Leon Fresco partner with Holland & Knight. Leon Fresco partner with Holland & Knight.

While supporters and opponents of the Deferred Action for Childhood Arrivals (DACA) memorandum both reacted strongly to the U.S. Supreme Court's June 18 decision maintaining the existence of the program for now, it is important to take stock of where things stand now, and where they might be heading under various scenarios moving forward.

For those still unfamiliar with the program, DACA was created in June 2012 via a memorandum issued by then Department of Homeland Security Secretary Janet Napolitano. The program allows certain unauthorized foreign nationals who arrived in the United States as children to apply for a two-year forbearance of removal and employment authorization.

Prior to the court's decision, many commentators and public officials arguing for the rescission of DACA had argued that the court had no business reviewing the rescission of DACA because "if President Barack Obama can create DACA, President Donald Trump can rescind DACA."

The Supreme Court, however, disagreed with this argument and held that the rescission of DACA was reviewable because it "created a program for conferring affirmative immigration relief" and provided benefits to its recipients including work authorization and a Social Security number. The court therefore concluded that both "the creation of that program—and its rescission—is an 'action that provides a focus for judicial review.'" It is only because the Supreme Court held that the Trump administration's rescission of DACA was reviewable that the program survives today.

Although the recipients of DACA benefited from this conclusion last week, the future of DACA and similar programs is actually far more uncertain moving forward. One of the most noteworthy aspects of last week's DACA decision is that the court explicitly stated that it did not evaluate the "correctness of the illegality conclusion." Moving forward, this presents significant uncertainty both for future administrations and for the beneficiaries of DACA and perhaps similar expanded programs. For instance, even in the scenario that the presidential administration changes, it is not unreasonable to expect that attorneys general will look to restart their lawsuits challenging the legality of DACA for not having been issued with notice and comment rulemaking and also for violating the Immigration and Nationality Act (INA).

At some point, unless Congress intervenes, it is inevitable that the Supreme Court will have to squarely grapple with whether DACA is legal, and whether other equitable doctrines such as laches are applicable to maintain the program even if DACA is deemed to be illegal. Moreover, a new administration would be under great pressure both to update and expand DACA. In such a scenario, it would be advised to consider whether it is advisable to pursue notice and comment rulemaking and to further ground its rulemaking in specific sections of the Immigration and Nationality Act before implementing such a program. Nothing in the Supreme Court's DACA decision guarantees that a future coalition of justices would not invalidate either DACA or a future program for exceeding presidential authority under the INA. Even though DACA would have been invalidated if the court had held that its rescission was unreviewable, a future president might have had far more flexibility to adopt a new more expansive DACA program using the same doctrine of nonreviewability.
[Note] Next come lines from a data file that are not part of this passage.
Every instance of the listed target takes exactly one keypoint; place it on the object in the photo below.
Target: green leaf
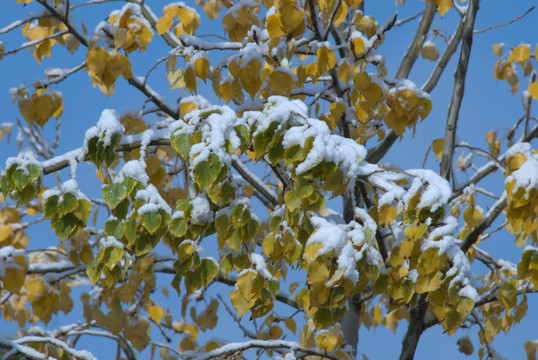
(113, 194)
(151, 222)
(182, 145)
(114, 228)
(34, 171)
(68, 204)
(129, 230)
(178, 227)
(263, 140)
(208, 270)
(94, 271)
(50, 209)
(65, 226)
(21, 179)
(207, 172)
(112, 256)
(193, 281)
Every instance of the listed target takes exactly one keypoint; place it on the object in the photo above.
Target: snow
(107, 126)
(70, 186)
(153, 199)
(111, 241)
(261, 267)
(135, 169)
(7, 253)
(201, 213)
(526, 176)
(22, 160)
(436, 193)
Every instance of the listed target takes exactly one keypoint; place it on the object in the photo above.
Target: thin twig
(457, 94)
(506, 23)
(35, 42)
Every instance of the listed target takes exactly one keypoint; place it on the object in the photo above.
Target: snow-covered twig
(232, 348)
(459, 87)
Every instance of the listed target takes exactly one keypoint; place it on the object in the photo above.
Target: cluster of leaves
(395, 246)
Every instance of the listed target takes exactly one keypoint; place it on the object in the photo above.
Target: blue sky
(487, 105)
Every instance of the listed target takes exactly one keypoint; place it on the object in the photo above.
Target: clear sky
(487, 105)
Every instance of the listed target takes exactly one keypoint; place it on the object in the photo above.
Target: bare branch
(506, 23)
(35, 42)
(459, 87)
(492, 214)
(258, 344)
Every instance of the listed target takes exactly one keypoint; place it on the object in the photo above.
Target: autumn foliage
(282, 118)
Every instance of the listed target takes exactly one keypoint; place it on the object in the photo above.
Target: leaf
(5, 231)
(437, 146)
(472, 217)
(208, 270)
(176, 79)
(443, 6)
(465, 345)
(35, 289)
(533, 90)
(182, 145)
(239, 302)
(530, 349)
(280, 82)
(429, 51)
(156, 313)
(387, 213)
(207, 172)
(497, 49)
(15, 274)
(151, 221)
(326, 341)
(520, 54)
(113, 194)
(290, 325)
(191, 331)
(94, 271)
(201, 67)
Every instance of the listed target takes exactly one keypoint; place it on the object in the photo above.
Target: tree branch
(459, 87)
(490, 217)
(232, 348)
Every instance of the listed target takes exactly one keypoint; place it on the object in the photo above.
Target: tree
(274, 188)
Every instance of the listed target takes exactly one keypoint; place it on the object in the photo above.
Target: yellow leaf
(201, 67)
(530, 348)
(15, 275)
(239, 302)
(191, 331)
(533, 89)
(357, 45)
(437, 146)
(429, 51)
(176, 79)
(280, 82)
(386, 214)
(443, 6)
(326, 58)
(275, 332)
(472, 217)
(35, 289)
(5, 231)
(326, 341)
(290, 324)
(514, 162)
(156, 313)
(497, 49)
(245, 284)
(312, 250)
(190, 79)
(520, 54)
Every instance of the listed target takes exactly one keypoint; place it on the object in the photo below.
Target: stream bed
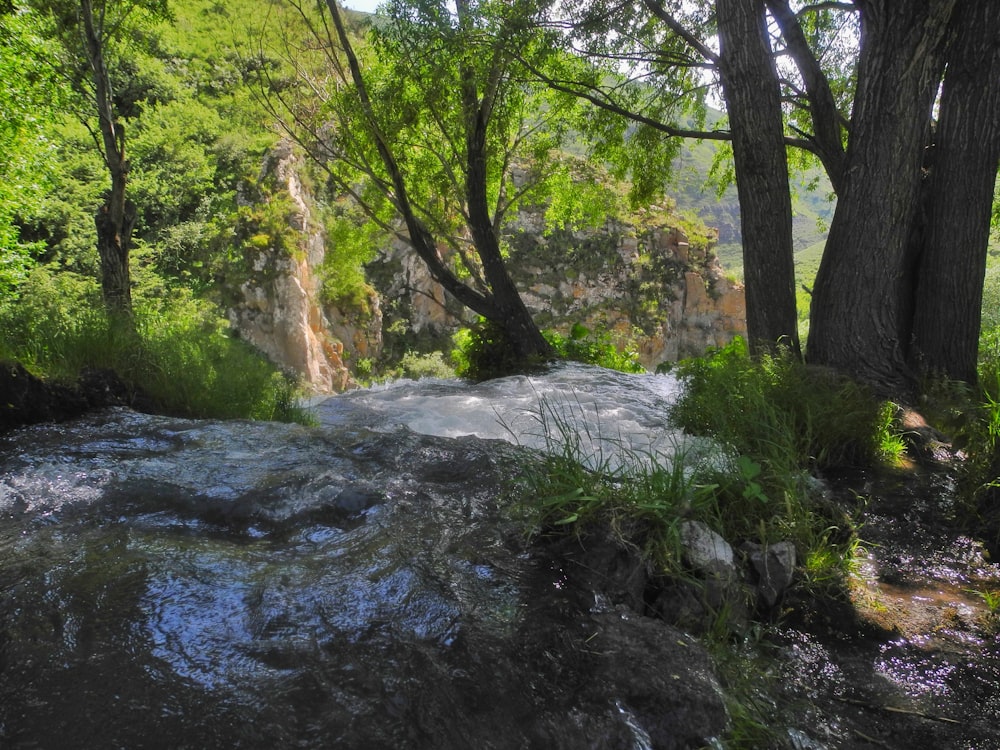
(367, 583)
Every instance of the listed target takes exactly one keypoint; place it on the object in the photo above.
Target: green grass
(180, 355)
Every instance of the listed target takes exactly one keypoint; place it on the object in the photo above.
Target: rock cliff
(647, 285)
(278, 306)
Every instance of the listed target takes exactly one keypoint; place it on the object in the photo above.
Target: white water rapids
(608, 417)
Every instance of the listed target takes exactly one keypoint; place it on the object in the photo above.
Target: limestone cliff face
(648, 286)
(278, 308)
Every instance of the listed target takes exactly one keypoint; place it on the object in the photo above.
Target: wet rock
(707, 552)
(772, 569)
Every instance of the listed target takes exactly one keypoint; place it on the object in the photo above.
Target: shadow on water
(183, 584)
(913, 661)
(366, 584)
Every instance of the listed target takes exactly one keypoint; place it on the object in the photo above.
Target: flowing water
(365, 583)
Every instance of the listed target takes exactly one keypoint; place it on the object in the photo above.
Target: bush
(784, 414)
(484, 351)
(180, 355)
(595, 349)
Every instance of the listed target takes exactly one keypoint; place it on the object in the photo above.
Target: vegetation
(776, 421)
(180, 358)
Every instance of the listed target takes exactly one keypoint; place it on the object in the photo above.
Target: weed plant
(180, 354)
(771, 422)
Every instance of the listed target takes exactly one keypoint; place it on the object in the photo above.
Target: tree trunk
(827, 131)
(115, 220)
(750, 85)
(958, 197)
(114, 240)
(522, 334)
(858, 324)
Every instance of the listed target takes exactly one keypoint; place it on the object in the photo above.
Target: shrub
(596, 349)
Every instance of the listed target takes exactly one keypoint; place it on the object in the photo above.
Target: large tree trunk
(750, 85)
(114, 240)
(116, 218)
(858, 323)
(958, 197)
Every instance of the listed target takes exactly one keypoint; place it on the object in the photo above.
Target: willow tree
(432, 126)
(899, 286)
(95, 39)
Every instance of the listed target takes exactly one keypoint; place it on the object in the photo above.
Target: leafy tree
(95, 42)
(436, 130)
(893, 293)
(26, 100)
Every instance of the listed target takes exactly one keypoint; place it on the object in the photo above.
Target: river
(367, 583)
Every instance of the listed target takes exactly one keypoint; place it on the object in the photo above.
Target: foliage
(482, 351)
(181, 356)
(645, 497)
(583, 345)
(432, 365)
(351, 243)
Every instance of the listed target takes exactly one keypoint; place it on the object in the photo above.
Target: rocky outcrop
(648, 286)
(279, 309)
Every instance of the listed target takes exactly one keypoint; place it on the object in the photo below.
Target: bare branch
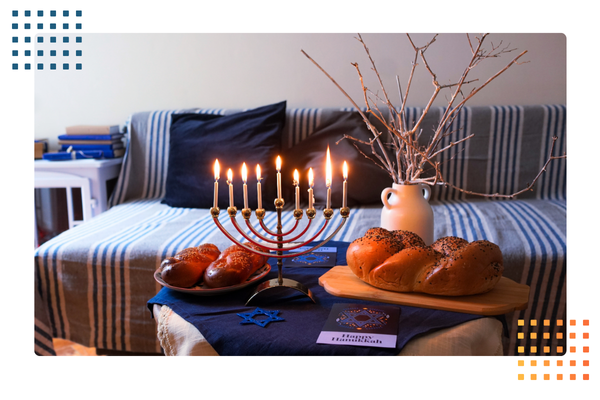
(409, 157)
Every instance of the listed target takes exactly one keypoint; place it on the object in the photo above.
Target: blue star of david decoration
(271, 317)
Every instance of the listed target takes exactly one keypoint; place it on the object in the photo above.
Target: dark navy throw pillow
(196, 140)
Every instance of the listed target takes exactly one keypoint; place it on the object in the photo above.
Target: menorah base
(284, 283)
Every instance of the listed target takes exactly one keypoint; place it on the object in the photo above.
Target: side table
(89, 175)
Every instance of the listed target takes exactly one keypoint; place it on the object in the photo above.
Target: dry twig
(410, 157)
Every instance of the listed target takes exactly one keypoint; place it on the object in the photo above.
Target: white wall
(125, 73)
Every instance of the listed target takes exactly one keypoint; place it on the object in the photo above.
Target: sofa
(92, 282)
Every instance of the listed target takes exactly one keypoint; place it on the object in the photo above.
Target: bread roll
(186, 268)
(234, 266)
(400, 261)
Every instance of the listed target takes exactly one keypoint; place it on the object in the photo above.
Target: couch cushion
(196, 140)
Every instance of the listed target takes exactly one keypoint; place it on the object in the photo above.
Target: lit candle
(230, 183)
(345, 187)
(311, 182)
(297, 184)
(244, 179)
(217, 171)
(258, 189)
(328, 178)
(278, 165)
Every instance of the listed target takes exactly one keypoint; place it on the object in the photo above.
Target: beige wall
(125, 73)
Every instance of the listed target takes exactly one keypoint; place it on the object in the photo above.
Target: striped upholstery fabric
(93, 281)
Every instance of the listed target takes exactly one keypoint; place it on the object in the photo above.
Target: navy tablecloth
(216, 317)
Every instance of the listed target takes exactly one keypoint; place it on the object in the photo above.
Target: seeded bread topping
(400, 261)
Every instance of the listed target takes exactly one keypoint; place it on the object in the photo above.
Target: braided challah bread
(400, 261)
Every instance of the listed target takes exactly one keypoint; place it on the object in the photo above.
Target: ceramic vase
(406, 207)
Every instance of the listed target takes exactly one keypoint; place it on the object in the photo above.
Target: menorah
(276, 241)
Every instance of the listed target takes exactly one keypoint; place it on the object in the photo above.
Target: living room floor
(67, 348)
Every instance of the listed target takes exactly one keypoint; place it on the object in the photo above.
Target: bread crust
(451, 266)
(234, 266)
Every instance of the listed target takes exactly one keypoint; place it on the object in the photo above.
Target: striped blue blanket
(93, 281)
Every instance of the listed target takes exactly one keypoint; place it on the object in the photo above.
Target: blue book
(77, 155)
(113, 153)
(113, 146)
(92, 130)
(91, 137)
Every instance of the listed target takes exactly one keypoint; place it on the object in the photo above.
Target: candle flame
(244, 173)
(217, 170)
(328, 172)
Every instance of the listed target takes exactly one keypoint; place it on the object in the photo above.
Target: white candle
(230, 182)
(297, 184)
(217, 171)
(278, 165)
(311, 182)
(345, 186)
(244, 179)
(328, 177)
(258, 189)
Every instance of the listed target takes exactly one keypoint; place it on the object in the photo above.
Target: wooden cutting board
(506, 296)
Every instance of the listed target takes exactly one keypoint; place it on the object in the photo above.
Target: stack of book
(105, 138)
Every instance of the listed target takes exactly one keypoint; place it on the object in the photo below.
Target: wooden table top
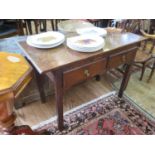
(45, 60)
(12, 68)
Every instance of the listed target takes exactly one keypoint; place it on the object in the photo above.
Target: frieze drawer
(82, 73)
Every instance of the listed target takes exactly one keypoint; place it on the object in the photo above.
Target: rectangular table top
(45, 60)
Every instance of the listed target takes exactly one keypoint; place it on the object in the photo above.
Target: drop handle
(124, 58)
(86, 72)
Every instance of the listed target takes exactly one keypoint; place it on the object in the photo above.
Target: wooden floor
(37, 112)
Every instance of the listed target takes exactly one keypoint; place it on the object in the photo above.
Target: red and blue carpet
(104, 116)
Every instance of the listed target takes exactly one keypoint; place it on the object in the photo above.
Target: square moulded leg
(7, 117)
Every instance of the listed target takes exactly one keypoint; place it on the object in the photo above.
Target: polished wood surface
(14, 78)
(46, 60)
(56, 62)
(11, 72)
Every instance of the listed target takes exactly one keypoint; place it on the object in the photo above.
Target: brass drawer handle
(86, 72)
(124, 58)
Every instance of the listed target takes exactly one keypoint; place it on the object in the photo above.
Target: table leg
(7, 116)
(39, 81)
(58, 84)
(125, 80)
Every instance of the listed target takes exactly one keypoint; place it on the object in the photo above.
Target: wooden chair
(144, 55)
(152, 67)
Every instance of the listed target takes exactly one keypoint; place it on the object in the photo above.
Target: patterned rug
(104, 116)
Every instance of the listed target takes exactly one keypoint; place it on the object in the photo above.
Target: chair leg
(142, 73)
(151, 74)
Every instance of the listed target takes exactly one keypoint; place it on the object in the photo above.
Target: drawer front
(82, 73)
(121, 58)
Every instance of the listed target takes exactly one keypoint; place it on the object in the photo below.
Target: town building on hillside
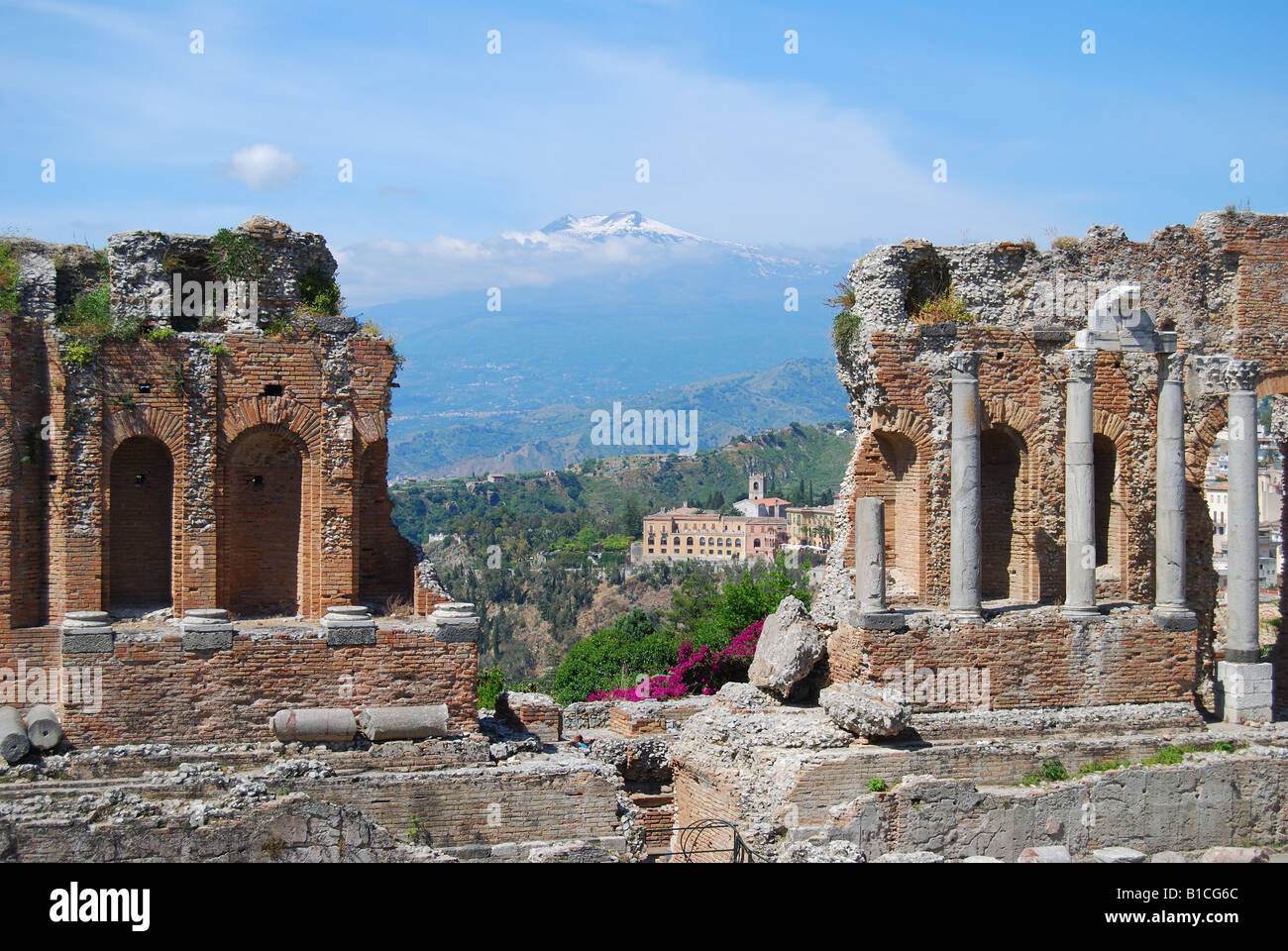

Similarly, if the current administration is retained for another four years, it too will face challenges rescinding DACA if it uses either an updated detailed memorandum or even notice and comment rulemaking to accomplish its objective. For instance, it will be important for the administration to consider the current COVID-19 crisis when reaching its decision. While the current COVID-19 crisis might in one sense seem to support the rescission of DACA due to higher levels of unemployment, it also cuts very strongly against rescinding DACA given both how many DACA recipients are essential workers as well as how difficult detention and removal is for Immigration and Customs Enforcement during this current COVID-19 crisis. It will be very difficult to justify the need to subject DACA recipients to detention and removal in a world where the borders between many countries are closed because of COVID-19. Similarly, many DACA recipients will be able to show reliance interests in terms of investments made in education, a home, or in a business that will make any one-sized fits all rescission of DACA difficult to accomplish. Finally, given the current administrative pronouncements stating that rescission of DACA is a fait accompli, these administrative analyses of the newest factors that have arisen since the prior rescission memo may be given far less deference by courts.

Unless Congress acts moving forward, last week's DACA ruling was simply the ending of the beginning on DACA rather than the beginning of the end. There is much to be gained by all sides in reaching some Congressionally legislated certainty on the status of not only the Dreamers but also many other populations such as children who will age out of legal status while their parents wait in discriminatory green card lines as well as children of E-2 visa holders who have no recourse whatsoever. Unless Congress acts, all of these individuals, the companies and co-workers that rely upon them, their families and friends, and all of American society will unfortunately have to face many future Supreme Court decision days such as what we saw last week.

Leon Fresco is a partner in Holland & Knight's Washington, D.C., office where he focuses his practice on providing global immigration representation. Before joining Holland & Knight, he was the deputy assistant Attorney General for the Office of Immigration Litigation at the U.S. Department of Justice's civil division.